Oct 2020
Lead design
Competitive analysis
User research
Product strategy
2 designers
2 product managers
2 engineering teams
10+ stakeholders
For years, design systems have enabled UX teams to design products consistently at scale. But while UX designers often work with a range of other creatives (brand designers, illustrators, content creators, and more), design systems have largely remained trapped inside of UX tools. At Adobe, we believed that teams needed a broader solution that would bring the power of design systems to all creatives disciplines. We dubbed this new category “creative systems.”
At the onset of the Creative Systems initiative, Adobe had two competing solutions for asset consistency and reuse — XD Design Systems and Creative Cloud Libraries. I spearheaded the design effort to merge these two services into a single platform capable of supporting multidisciplinary teams across the Creative Cloud suite. This case study highlights the core challenges of integrating creative systems into Creative Cloud’s UX design tool, Adobe XD.
Publish your document assets as a library to share with others. The library will stay connected to the source file and will be accessible across Creative Cloud apps.
Send changes from the source file to the library. Preview and control when you pull changes into your own work.
Keep your app workspace focused by switching your libraries on/off.
To determine a unified strategy forward, we first audited the existing experiences of XD Design Systems and Creative Cloud Libraries. Both services had similar panel UIs in Adobe XD, but they offered different features and levels of support for element types and applications.

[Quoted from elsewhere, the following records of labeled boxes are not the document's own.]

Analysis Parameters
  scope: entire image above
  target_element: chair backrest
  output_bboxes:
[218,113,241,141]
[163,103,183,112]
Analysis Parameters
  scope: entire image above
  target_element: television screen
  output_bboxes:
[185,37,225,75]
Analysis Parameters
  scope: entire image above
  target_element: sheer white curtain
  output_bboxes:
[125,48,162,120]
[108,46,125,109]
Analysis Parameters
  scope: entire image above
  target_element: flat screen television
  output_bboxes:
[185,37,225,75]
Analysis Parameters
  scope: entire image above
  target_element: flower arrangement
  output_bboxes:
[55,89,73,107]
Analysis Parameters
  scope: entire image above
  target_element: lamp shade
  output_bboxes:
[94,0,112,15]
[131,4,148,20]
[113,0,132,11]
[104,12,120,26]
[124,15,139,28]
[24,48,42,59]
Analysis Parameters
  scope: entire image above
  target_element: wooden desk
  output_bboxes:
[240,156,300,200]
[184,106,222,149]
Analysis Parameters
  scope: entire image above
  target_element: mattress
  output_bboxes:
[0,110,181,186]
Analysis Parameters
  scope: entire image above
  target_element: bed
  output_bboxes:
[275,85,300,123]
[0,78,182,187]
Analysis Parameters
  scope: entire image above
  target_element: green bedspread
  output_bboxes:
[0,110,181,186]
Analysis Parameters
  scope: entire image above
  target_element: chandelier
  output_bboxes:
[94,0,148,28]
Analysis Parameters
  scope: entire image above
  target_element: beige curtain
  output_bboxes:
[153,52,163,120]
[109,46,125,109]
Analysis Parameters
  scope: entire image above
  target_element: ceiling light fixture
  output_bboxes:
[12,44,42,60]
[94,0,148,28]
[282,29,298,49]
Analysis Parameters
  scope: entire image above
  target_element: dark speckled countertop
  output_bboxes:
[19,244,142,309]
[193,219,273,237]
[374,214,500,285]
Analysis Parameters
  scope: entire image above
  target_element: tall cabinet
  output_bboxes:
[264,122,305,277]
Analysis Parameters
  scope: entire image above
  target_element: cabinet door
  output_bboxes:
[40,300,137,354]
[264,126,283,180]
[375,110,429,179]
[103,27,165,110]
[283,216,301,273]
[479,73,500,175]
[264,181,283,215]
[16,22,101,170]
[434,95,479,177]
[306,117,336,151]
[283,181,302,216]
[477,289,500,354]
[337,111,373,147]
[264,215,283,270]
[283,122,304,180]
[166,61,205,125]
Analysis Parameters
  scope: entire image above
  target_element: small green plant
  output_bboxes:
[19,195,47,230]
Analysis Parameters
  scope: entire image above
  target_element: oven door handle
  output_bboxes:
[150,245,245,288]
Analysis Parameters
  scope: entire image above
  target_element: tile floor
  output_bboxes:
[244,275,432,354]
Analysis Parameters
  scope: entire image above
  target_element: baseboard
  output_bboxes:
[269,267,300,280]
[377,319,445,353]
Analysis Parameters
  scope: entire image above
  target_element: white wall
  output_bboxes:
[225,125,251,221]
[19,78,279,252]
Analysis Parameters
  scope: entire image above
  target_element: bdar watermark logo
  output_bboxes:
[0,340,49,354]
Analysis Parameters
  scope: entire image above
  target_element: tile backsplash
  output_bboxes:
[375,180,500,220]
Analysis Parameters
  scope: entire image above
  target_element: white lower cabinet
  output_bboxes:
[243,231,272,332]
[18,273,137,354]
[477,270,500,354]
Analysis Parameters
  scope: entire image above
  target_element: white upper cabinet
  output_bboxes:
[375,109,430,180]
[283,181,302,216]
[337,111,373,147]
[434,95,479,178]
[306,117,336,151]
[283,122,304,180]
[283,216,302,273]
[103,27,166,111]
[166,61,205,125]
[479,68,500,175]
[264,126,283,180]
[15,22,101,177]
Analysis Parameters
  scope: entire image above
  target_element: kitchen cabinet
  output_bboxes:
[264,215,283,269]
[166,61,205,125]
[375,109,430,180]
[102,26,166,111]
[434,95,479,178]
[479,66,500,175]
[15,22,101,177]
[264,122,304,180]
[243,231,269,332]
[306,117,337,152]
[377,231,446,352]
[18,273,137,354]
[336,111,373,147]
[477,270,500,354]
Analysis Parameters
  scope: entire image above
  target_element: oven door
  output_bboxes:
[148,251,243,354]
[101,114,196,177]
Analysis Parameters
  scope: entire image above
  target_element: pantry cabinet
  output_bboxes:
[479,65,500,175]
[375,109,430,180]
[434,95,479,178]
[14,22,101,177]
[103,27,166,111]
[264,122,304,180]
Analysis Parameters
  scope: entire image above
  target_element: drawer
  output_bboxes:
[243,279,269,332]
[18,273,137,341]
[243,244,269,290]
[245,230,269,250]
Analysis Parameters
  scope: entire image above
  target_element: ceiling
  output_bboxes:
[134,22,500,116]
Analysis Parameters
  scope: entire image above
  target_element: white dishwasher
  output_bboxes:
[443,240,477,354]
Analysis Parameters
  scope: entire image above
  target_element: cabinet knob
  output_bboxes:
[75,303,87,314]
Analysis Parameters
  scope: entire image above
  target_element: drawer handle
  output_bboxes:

Libraries were the logical starting point for creative systems since their feature set was more robust, and they were already integrated across Creative Cloud apps. There were crucial aspects of XD Design Systems, however, that would need to be retained in order to make a multidisciplinary platform successful for UX designers.
Experience review and goals
By building their system in a single file, designers were able to link style properties to components, make bulk changes, and provide instructions in-context.
Allow designers to share their system across Creative Cloud apps while using the source file to maintain the design system.
XD files could not be shared with view access, and all changes were pushed automatically in real time to users of the design system.
Enable designers to safely iterate and share by providing control over updates and access permissions.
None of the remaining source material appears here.